XXIV. Ranking of Problem Areas of SMEs
XXV. CHI-SQUARE TESTS
XXVI. CHI-SQUARE TESTS
LIST OF FIGURES
I. Regional Indicators of Primary and Secondary Education, 1990/91
II. Respondents rating of infrastructural problems for SMEs
III. Respondents rating of management problems for SMEs
IV. Respondents rating of access to finance/capital as a problem for SMEs
V. Respondents rating of policy inconsistencies and government bureaucracy problems for SMEs
VI. Respondents rating of environmental factors problems for SMEs
VII. Distribution of means of the ranking of problem areas in SMEs
VIII. Pie chart representation of problem areas of SMEs
LIST OF APPENDICES
I. Questionnaire for banks on SMEs utilization of SMIEIS funds
II. Questionnaire on Small and Medium Enterprises (SMEs)
CHAPTER ONE INTRODUCTION
A. STATEMENT OF GENERAL PROBLEM
Small and Medium Enterprises (SMEs) in Nigeria have not performed creditably well and hence have not played the expected vital and vibrant role in the economic growth and development of Nigeria. This situation has been of great concern to the government, citizenry, operators, practitioners and the organised private sector groups. Year in year out, the governments at federal, state and even local levels through budgetary allocations, policies and
pronouncements have signified interest and acknowledgement of the crucial role of the SME sub-sector of the economy and hence made policies for energizing the same. There have also been fiscal incentives, grants, bilateral and multilateral agencies support and aids as well as specialized institutions all geared towards making the SME sub-sector vibrant.
Just as it has been a great concern to all and sundry to promote the welfare of SMEs, it has also been a great cause of concern to all, the fact that the vital sub-sector has fallen short of expectation. The situation is more disturbing and worrying when compared with what other developing and developed countries have been able to achieve with their SMEs. It has been shown that there is a high correlation between the degree of poverty hunger, unemployment, economic well being (standard of living) of the citizens of countries and the degree of vibrancy of the respective country’s SMEs. If Nigeria were to achieve an appreciable success towards attaining the Millennium Declaration Goals for 2015, one of the sure ways would be to vigorously pursue the development of its SMEs. Some of the key Millennium Declaration Goals like halving the proportion of people living in extreme poverty, suffering from hunger, without access to safe water, reducing maternal and infant mortality by three-quarts and two thirds respectively and enrolment of all children in primary school by 2015 may indeed be a mirage unless there is a turnaround of our SMEs’ fortunes sooner than later. The time is now to do something surgical to the situation of our SMEs given the aggravating level of poverty in Nigeria and the need to meet up with the Millennium Declaration Goals.
The decreasing level of Nigeria’s per capita income, which declined from
$870 in 1981 to $260 in 1998, and $205 in2004 as well as a low level of agricultural, industrial and infrastructural development (irrigation, road and railway networks) all represent disturbing indices, which also contribute to the dismal performance and contribution of our SMEs.

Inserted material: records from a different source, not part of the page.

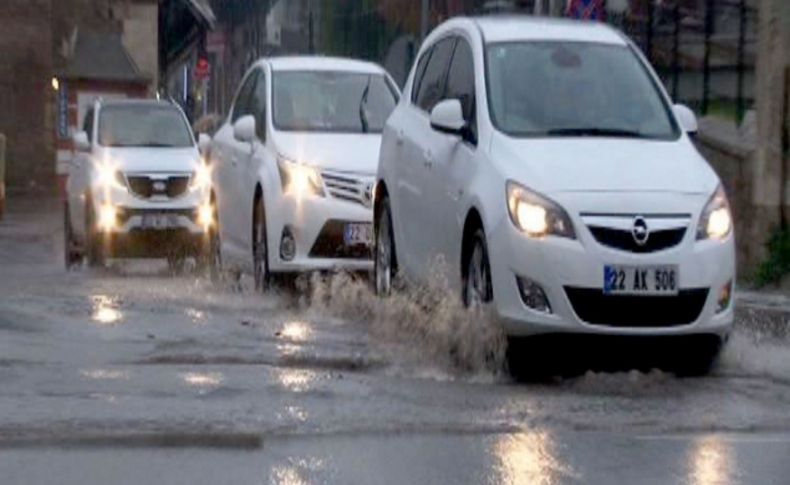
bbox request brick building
[0,0,159,190]
[0,0,55,187]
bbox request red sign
[195,57,211,79]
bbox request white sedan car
[64,100,212,268]
[375,17,735,372]
[209,57,399,290]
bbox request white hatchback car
[209,57,399,289]
[64,100,212,268]
[375,17,735,372]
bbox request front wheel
[374,196,395,296]
[252,197,271,292]
[63,202,82,270]
[85,199,106,268]
[463,229,494,310]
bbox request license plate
[603,265,678,296]
[142,214,178,229]
[343,223,373,246]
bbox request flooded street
[0,196,790,485]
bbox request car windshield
[273,71,397,133]
[486,41,679,139]
[99,105,193,147]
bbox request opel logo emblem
[631,216,650,246]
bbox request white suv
[64,100,212,268]
[375,17,735,372]
[209,57,399,289]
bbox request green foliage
[316,0,398,62]
[754,228,790,287]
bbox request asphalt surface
[0,198,790,485]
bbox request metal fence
[207,0,758,120]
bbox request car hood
[276,132,381,175]
[491,135,719,194]
[99,147,200,172]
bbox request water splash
[309,262,506,375]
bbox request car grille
[590,226,686,253]
[565,287,708,328]
[321,171,373,207]
[310,220,373,259]
[126,175,190,199]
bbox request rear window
[273,71,398,133]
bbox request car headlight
[96,162,126,189]
[277,158,324,197]
[190,162,211,190]
[507,182,576,239]
[697,185,732,241]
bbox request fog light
[280,226,296,261]
[99,204,118,231]
[516,277,551,313]
[716,281,732,313]
[198,204,214,231]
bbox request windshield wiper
[137,142,183,148]
[546,127,647,138]
[359,76,373,133]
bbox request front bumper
[93,182,210,258]
[93,182,209,235]
[266,191,373,273]
[488,212,735,337]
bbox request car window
[411,48,433,104]
[82,108,93,142]
[231,70,258,123]
[486,41,680,139]
[99,104,194,148]
[444,39,476,137]
[272,71,398,133]
[417,37,455,112]
[247,72,266,143]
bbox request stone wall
[697,118,763,277]
[0,0,159,190]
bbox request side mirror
[72,131,91,152]
[431,99,466,136]
[198,133,211,155]
[672,104,699,136]
[233,115,255,143]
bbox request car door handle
[422,150,433,170]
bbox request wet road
[0,195,790,484]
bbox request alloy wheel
[464,233,493,309]
[252,201,269,291]
[375,201,393,296]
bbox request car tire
[462,229,494,309]
[63,202,82,270]
[197,201,222,284]
[85,199,106,268]
[252,196,271,293]
[373,195,397,296]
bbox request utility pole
[420,0,430,40]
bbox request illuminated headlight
[507,182,576,239]
[278,158,324,197]
[190,162,211,190]
[96,162,126,189]
[697,186,732,241]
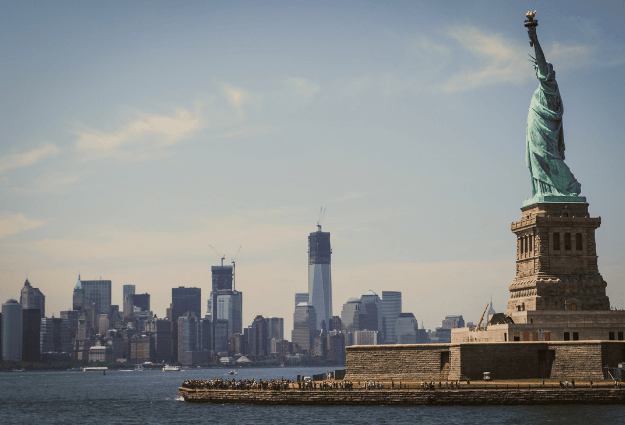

Dr. Ade Oyedijo, a financial expert in a paper titled “Nigeria’s Economy and its Career Promise for the Mature Employee” affirmed that the plights of SMEs in Nigeria have to do with key variables and challenges that characterise the nation’s economy. These include but are not limited to a very high unemployment rate, which is expected to increase as a result of the current ongoing public sector reforms, high unemployment rate, high poverty level, disease, hunger, etc. Dr. Oyedijo also mentioned a drastic shift from the production of non-oil traded goods (mostly agricultural) to traded goods while about 95 million Nigerians are reported to be living below the poverty line even as 19 of her citizens are ranked among the 500 wealthiest men in modern capitalist economy as among the characteristics of our nation’s economy which aggravate the problems of Nigerian SMEs. He also opined that since independence, the main thrust of Nigeria’s development strategies and objectives have been the development of industrialization, education and a self-
reliant economy but regretted that the human capital which is expected to support the industrialisation process and propel other sectors to maturity has not exhibited the right mix of knowledge, attitude and skills required to achieve this purpose.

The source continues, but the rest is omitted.